Ich finde, da wird auf mehreren Ebenen dramatisiert:

Zunächst einmal ist es doch klar, dass es bei den Spielansetzungen in allererster Linie um Geld geht - Geld, welches die TV-Rechteinhaber dafür zahlen, dass möglichst viele Beknackte wie wir einschalten und zwar am liebsten jeden Abend in der Woche. Und Geld, welches die Vereine natürlich zum größten Teil bekommen möchten.
Andrerseits wundert mich immer wieder diese "sportmedizinische" Argumentation der Belastung. Ich will ja nun gar nicht anfangen von den (nord)amerikanischen Profiligen NFL, NBL und NHL die ihre jeweiligen Saisons aus kommerziellen Gründen komprimiert und quasi hintereinander geschaltet haben, denn die sind ja eh alle gedopt und bei uns gibt es sowas ja nicht und im Fußball bringt Doping ja auch gar nix.

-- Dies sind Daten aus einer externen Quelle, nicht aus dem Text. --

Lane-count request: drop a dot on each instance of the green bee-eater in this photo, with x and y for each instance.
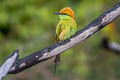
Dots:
(65, 28)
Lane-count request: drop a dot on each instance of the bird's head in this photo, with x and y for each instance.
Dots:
(66, 13)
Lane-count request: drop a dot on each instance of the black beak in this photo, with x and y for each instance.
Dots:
(58, 13)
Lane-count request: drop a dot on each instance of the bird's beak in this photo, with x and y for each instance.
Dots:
(58, 13)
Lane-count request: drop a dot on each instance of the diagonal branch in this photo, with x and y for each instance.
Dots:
(61, 46)
(8, 64)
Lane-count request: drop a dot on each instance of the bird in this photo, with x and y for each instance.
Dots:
(65, 28)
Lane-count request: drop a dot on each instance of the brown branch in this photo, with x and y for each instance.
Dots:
(8, 64)
(61, 46)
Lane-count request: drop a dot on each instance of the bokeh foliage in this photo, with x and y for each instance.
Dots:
(29, 25)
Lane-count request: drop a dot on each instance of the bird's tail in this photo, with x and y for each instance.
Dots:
(57, 60)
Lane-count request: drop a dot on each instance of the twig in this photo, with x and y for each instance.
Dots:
(61, 46)
(8, 64)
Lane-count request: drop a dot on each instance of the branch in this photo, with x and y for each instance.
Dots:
(61, 46)
(8, 64)
(112, 46)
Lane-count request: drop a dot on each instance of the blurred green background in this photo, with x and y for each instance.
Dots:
(29, 25)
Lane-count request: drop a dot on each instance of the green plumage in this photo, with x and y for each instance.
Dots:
(65, 28)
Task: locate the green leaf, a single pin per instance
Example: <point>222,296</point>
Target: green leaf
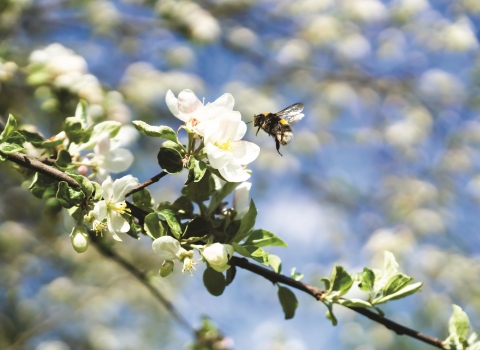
<point>214,281</point>
<point>459,324</point>
<point>197,227</point>
<point>43,186</point>
<point>219,195</point>
<point>402,293</point>
<point>264,238</point>
<point>395,283</point>
<point>156,131</point>
<point>330,314</point>
<point>33,137</point>
<point>152,226</point>
<point>172,222</point>
<point>143,199</point>
<point>85,183</point>
<point>10,128</point>
<point>81,112</point>
<point>297,276</point>
<point>354,303</point>
<point>196,171</point>
<point>247,223</point>
<point>170,159</point>
<point>275,263</point>
<point>9,148</point>
<point>68,196</point>
<point>231,273</point>
<point>367,280</point>
<point>64,159</point>
<point>341,281</point>
<point>288,300</point>
<point>199,192</point>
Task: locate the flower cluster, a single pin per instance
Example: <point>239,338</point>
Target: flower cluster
<point>221,129</point>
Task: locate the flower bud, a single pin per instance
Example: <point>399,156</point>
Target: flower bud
<point>80,239</point>
<point>217,256</point>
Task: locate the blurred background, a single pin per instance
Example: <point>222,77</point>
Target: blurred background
<point>385,159</point>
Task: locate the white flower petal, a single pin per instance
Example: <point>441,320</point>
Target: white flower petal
<point>103,144</point>
<point>234,173</point>
<point>168,248</point>
<point>122,186</point>
<point>172,103</point>
<point>100,210</point>
<point>117,223</point>
<point>118,160</point>
<point>245,152</point>
<point>218,158</point>
<point>107,189</point>
<point>241,199</point>
<point>226,101</point>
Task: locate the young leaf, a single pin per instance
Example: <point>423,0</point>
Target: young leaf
<point>275,263</point>
<point>367,280</point>
<point>9,148</point>
<point>297,276</point>
<point>156,131</point>
<point>172,222</point>
<point>170,159</point>
<point>68,196</point>
<point>152,226</point>
<point>341,281</point>
<point>10,128</point>
<point>247,223</point>
<point>214,281</point>
<point>402,293</point>
<point>264,238</point>
<point>459,324</point>
<point>288,300</point>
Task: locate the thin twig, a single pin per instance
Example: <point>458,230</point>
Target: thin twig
<point>150,181</point>
<point>140,276</point>
<point>317,294</point>
<point>37,165</point>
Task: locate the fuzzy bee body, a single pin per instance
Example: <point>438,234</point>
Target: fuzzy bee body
<point>278,125</point>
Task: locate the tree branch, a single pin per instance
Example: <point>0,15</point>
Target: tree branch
<point>317,294</point>
<point>35,164</point>
<point>150,181</point>
<point>140,276</point>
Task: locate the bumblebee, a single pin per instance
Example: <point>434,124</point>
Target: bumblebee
<point>279,125</point>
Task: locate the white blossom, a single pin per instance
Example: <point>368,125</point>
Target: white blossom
<point>217,256</point>
<point>224,149</point>
<point>189,109</point>
<point>241,199</point>
<point>113,205</point>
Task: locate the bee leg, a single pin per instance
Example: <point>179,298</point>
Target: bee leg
<point>277,143</point>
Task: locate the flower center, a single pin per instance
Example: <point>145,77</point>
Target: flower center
<point>121,207</point>
<point>226,146</point>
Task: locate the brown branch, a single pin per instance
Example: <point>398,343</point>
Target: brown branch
<point>317,294</point>
<point>150,181</point>
<point>35,164</point>
<point>140,276</point>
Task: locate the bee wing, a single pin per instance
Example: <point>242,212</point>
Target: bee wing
<point>292,113</point>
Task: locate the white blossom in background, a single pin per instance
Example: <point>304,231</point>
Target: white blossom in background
<point>241,199</point>
<point>113,206</point>
<point>109,157</point>
<point>217,255</point>
<point>189,109</point>
<point>169,249</point>
<point>224,149</point>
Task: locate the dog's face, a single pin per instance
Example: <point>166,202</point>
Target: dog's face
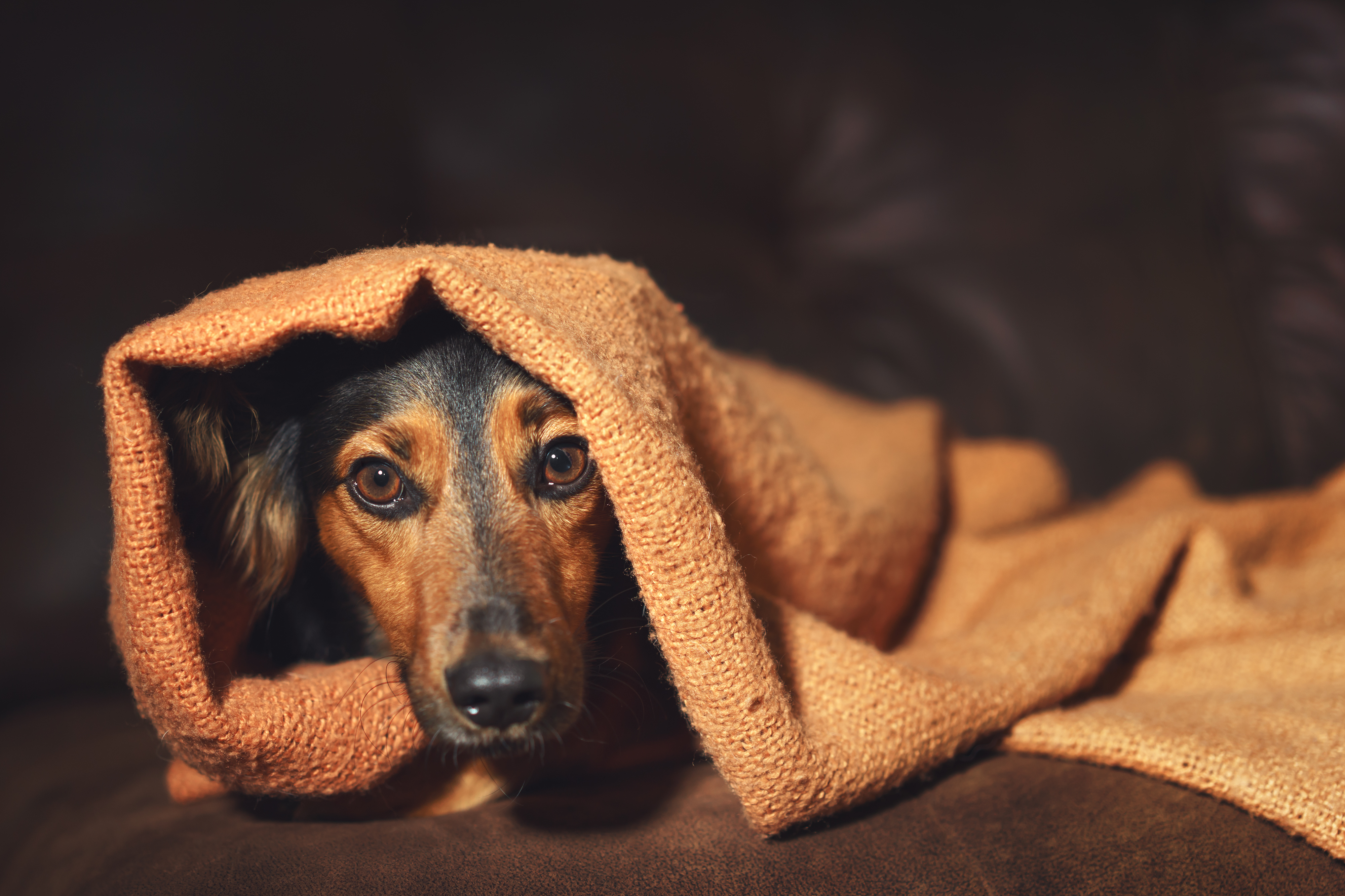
<point>458,498</point>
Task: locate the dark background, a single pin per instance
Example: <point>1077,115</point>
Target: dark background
<point>1114,227</point>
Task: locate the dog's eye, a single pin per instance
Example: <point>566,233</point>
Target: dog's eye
<point>379,484</point>
<point>563,465</point>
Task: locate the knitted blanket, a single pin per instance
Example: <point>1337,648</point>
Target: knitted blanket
<point>844,595</point>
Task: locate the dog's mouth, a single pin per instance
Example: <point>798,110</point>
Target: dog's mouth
<point>496,703</point>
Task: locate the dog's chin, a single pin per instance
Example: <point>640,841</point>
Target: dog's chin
<point>449,731</point>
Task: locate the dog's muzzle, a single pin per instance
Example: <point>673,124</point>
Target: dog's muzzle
<point>497,691</point>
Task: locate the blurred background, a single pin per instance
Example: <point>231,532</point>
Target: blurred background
<point>1118,228</point>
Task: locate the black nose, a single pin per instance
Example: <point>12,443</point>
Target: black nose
<point>496,691</point>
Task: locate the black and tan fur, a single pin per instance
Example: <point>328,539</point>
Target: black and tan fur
<point>428,501</point>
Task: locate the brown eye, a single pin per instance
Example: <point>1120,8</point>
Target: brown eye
<point>563,465</point>
<point>379,484</point>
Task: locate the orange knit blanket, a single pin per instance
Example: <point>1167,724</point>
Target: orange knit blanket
<point>1192,640</point>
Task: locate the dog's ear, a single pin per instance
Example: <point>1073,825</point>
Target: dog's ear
<point>263,515</point>
<point>240,482</point>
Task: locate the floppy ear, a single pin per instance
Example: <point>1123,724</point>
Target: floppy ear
<point>243,481</point>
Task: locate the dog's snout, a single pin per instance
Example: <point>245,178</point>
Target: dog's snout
<point>497,691</point>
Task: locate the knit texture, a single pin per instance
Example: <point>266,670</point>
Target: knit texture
<point>1192,640</point>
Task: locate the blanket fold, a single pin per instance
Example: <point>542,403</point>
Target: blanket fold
<point>921,593</point>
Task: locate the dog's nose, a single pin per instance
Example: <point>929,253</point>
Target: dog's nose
<point>496,691</point>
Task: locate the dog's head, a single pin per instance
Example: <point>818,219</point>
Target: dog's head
<point>454,494</point>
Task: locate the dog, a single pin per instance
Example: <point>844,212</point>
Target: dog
<point>424,500</point>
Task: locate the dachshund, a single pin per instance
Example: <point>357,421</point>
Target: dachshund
<point>426,500</point>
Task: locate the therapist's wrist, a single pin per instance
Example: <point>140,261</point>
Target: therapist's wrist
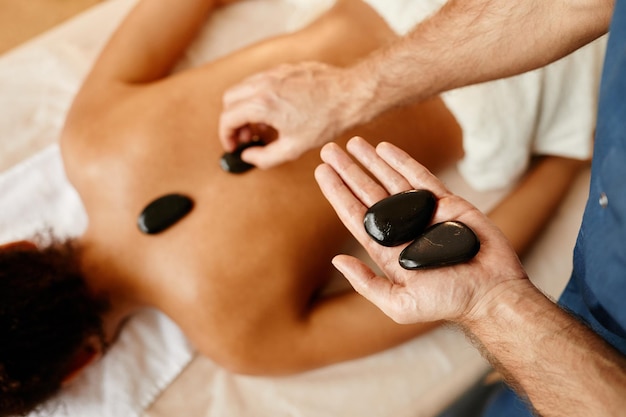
<point>508,302</point>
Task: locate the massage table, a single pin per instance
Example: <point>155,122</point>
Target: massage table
<point>152,370</point>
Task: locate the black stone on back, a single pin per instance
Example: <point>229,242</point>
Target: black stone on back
<point>163,212</point>
<point>232,162</point>
<point>442,244</point>
<point>400,218</point>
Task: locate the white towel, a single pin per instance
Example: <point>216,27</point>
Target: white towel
<point>152,358</point>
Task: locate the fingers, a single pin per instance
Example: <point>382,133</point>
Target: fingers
<point>243,105</point>
<point>414,172</point>
<point>348,207</point>
<point>381,292</point>
<point>367,156</point>
<point>362,185</point>
<point>272,154</point>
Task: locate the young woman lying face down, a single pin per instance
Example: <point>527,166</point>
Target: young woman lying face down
<point>241,274</point>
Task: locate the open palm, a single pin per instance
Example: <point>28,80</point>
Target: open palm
<point>453,293</point>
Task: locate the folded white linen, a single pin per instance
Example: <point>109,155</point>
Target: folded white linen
<point>152,370</point>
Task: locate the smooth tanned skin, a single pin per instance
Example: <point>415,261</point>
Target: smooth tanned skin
<point>241,272</point>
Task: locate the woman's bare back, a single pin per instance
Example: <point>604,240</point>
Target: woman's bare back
<point>256,247</point>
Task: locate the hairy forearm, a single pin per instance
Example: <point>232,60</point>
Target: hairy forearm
<point>557,362</point>
<point>471,41</point>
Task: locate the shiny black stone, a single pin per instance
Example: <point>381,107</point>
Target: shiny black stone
<point>232,162</point>
<point>163,212</point>
<point>442,244</point>
<point>400,218</point>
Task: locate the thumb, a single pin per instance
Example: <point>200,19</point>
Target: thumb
<point>270,155</point>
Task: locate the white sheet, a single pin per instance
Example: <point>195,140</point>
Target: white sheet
<point>152,370</point>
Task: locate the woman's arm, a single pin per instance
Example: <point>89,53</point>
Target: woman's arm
<point>526,210</point>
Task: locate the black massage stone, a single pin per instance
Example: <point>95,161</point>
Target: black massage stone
<point>232,162</point>
<point>163,212</point>
<point>400,218</point>
<point>442,244</point>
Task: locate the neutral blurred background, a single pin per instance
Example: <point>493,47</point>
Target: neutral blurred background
<point>21,20</point>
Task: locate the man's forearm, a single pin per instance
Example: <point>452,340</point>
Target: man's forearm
<point>558,363</point>
<point>471,41</point>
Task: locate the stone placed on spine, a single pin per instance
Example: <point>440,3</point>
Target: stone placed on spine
<point>164,212</point>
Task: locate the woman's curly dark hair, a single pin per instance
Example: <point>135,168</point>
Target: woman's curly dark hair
<point>46,315</point>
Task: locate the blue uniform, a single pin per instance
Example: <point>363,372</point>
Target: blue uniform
<point>596,291</point>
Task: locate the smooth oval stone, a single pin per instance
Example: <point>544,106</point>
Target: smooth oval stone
<point>401,217</point>
<point>232,162</point>
<point>442,244</point>
<point>163,212</point>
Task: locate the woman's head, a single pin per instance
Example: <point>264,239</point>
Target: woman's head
<point>47,315</point>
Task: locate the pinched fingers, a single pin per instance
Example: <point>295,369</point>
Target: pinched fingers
<point>272,154</point>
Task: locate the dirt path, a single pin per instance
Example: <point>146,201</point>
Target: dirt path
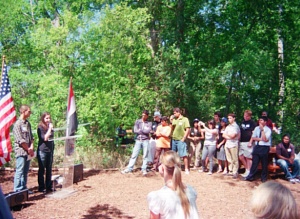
<point>109,194</point>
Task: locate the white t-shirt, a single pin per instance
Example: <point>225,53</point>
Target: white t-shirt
<point>167,204</point>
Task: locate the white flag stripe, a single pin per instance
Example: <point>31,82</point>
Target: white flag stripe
<point>8,106</point>
<point>72,107</point>
<point>10,117</point>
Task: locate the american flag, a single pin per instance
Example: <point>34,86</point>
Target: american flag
<point>7,116</point>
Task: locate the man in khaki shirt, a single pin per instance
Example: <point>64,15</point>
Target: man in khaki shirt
<point>23,146</point>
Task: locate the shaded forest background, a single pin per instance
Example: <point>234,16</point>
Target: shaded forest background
<point>126,56</point>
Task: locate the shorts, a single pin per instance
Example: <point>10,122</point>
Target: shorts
<point>180,147</point>
<point>245,150</point>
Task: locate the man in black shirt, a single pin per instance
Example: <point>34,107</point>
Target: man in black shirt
<point>152,142</point>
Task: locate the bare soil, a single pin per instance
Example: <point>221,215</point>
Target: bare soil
<point>109,194</point>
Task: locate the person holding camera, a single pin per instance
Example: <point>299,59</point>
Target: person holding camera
<point>45,152</point>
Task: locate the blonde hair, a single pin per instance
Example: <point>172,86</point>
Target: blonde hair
<point>273,200</point>
<point>23,108</point>
<point>172,163</point>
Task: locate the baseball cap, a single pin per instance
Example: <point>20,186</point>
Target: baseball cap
<point>157,114</point>
<point>224,119</point>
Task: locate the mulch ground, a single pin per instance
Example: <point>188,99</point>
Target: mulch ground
<point>109,194</point>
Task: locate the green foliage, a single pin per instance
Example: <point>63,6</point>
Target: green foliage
<point>126,56</point>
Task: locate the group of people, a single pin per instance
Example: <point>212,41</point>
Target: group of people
<point>232,144</point>
<point>248,143</point>
<point>24,150</point>
<point>164,144</point>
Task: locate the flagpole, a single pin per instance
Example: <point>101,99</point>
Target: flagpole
<point>3,59</point>
<point>68,123</point>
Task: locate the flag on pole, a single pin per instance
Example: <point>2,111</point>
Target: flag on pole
<point>71,115</point>
<point>7,116</point>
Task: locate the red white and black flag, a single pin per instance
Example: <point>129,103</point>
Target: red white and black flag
<point>7,116</point>
<point>72,121</point>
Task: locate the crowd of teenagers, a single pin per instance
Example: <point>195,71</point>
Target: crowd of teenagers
<point>221,138</point>
<point>166,142</point>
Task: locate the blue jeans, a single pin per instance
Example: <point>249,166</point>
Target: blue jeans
<point>180,147</point>
<point>45,160</point>
<point>22,168</point>
<point>208,151</point>
<point>284,165</point>
<point>135,153</point>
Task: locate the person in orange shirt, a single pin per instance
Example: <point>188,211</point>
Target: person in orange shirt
<point>163,140</point>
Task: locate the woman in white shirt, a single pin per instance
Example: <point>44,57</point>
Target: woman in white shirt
<point>174,199</point>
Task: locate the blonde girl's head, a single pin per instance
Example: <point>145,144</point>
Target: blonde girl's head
<point>273,200</point>
<point>171,162</point>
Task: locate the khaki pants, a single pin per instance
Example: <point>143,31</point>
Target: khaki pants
<point>233,159</point>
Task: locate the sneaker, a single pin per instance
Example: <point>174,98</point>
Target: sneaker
<point>296,180</point>
<point>292,181</point>
<point>126,171</point>
<point>246,173</point>
<point>235,176</point>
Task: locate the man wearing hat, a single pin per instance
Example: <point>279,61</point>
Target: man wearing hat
<point>195,137</point>
<point>152,142</point>
<point>142,129</point>
<point>245,151</point>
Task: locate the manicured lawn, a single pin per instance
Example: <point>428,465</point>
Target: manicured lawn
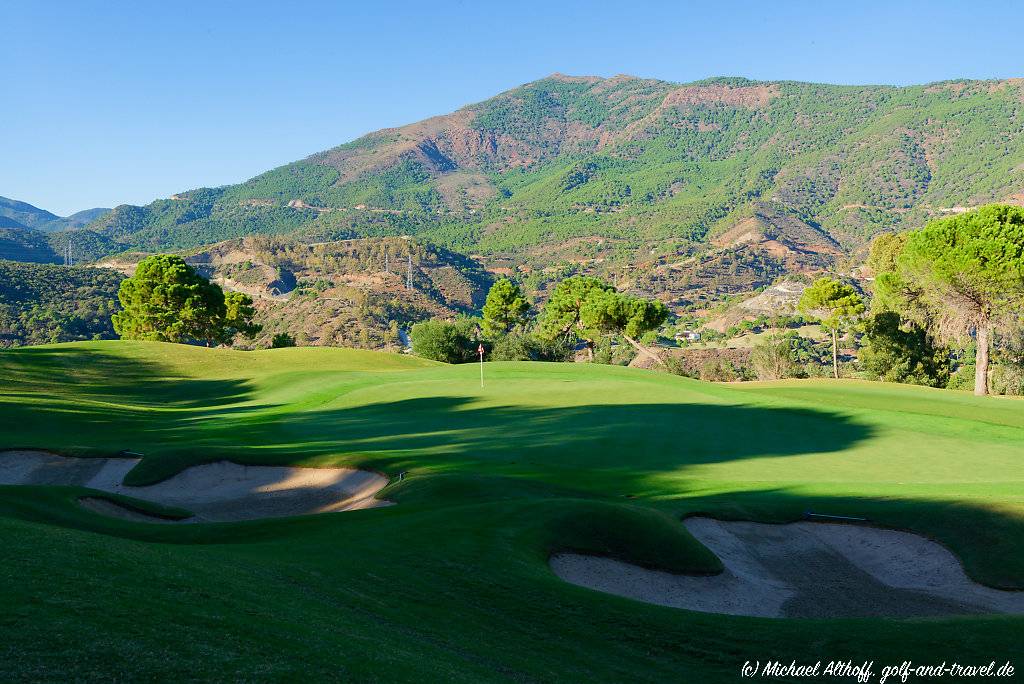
<point>453,583</point>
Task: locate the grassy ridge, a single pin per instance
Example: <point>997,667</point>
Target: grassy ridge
<point>453,583</point>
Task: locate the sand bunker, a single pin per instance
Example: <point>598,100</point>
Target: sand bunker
<point>213,493</point>
<point>804,569</point>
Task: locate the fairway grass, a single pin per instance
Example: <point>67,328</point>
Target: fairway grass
<point>453,583</point>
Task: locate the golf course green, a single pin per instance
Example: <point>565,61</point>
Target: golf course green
<point>453,583</point>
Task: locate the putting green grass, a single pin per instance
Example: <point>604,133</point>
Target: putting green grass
<point>453,583</point>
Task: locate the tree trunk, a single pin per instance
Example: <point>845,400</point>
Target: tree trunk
<point>836,354</point>
<point>981,360</point>
<point>645,351</point>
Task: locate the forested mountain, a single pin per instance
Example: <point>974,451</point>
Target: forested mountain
<point>41,303</point>
<point>625,166</point>
<point>345,293</point>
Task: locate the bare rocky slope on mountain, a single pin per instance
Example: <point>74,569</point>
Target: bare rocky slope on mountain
<point>684,191</point>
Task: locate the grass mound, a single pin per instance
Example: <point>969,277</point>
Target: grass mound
<point>453,583</point>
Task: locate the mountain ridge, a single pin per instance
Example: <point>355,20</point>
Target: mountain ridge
<point>632,171</point>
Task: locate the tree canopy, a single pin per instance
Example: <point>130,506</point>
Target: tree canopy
<point>168,301</point>
<point>835,304</point>
<point>505,308</point>
<point>960,275</point>
<point>589,308</point>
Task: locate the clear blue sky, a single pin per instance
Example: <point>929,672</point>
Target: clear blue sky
<point>111,102</point>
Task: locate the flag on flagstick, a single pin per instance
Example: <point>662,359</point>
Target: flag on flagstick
<point>479,350</point>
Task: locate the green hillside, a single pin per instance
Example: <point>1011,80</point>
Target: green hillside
<point>41,303</point>
<point>452,584</point>
<point>641,165</point>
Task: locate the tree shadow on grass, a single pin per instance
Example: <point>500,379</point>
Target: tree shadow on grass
<point>609,447</point>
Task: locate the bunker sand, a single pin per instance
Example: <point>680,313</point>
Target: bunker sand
<point>803,569</point>
<point>220,492</point>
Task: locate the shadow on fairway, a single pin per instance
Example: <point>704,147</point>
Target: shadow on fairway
<point>625,440</point>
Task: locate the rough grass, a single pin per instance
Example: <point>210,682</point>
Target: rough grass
<point>453,583</point>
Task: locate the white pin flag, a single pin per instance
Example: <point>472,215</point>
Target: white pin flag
<point>479,350</point>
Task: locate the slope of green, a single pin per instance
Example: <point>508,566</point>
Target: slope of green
<point>452,584</point>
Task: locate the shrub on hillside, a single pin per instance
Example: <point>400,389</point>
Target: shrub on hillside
<point>898,351</point>
<point>522,347</point>
<point>721,370</point>
<point>282,340</point>
<point>444,341</point>
<point>1007,380</point>
<point>772,359</point>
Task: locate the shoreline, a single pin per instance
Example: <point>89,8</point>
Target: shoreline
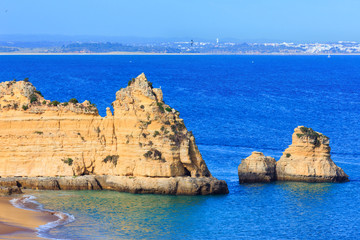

Jahr für Jahr zu kämpfen um in die "internationalen Tabellenplätze" zu gelangen um dann rumzuflennen ist genauso erbärmlich wie das teatralische fünffache Abrollen und winselnd Wälzen nach einem Foul. Beides wird vermutlich heute standardmäßig ab der E-Jugend trainiert.

MrSpinalzo Offline
Dabei seit: 19.07.2011

Das Drama, sofern es denn eines ist, liegt doch einzig in der Ansetzung. 
Könnte man doch auch Dienstags und Mittwochs ab 19:00 als CL-Vorprogramm abwickeln.

Walter Baseggio Offline
Dabei seit: 15.03.2007

Ich weiß gar nicht, was die Freiburger haben: Wenn sie sich qualifizieren, haben sie Mehreinnahmen und sind auch für künftige Zugänge attraktiver. Wenn du zu Spieler XY sagst, "hey, wir kicken in der EL" dann wird er eher kommen, als wenn du gegen den Abstieg spielst. Denn der Spieler will ins Schaufenster gestellt werden und dafür eignet sich die EL ja dann ganz gut.

Die Ansetzungen sind einzig das Problem. Da bin ich bei Spinalzo!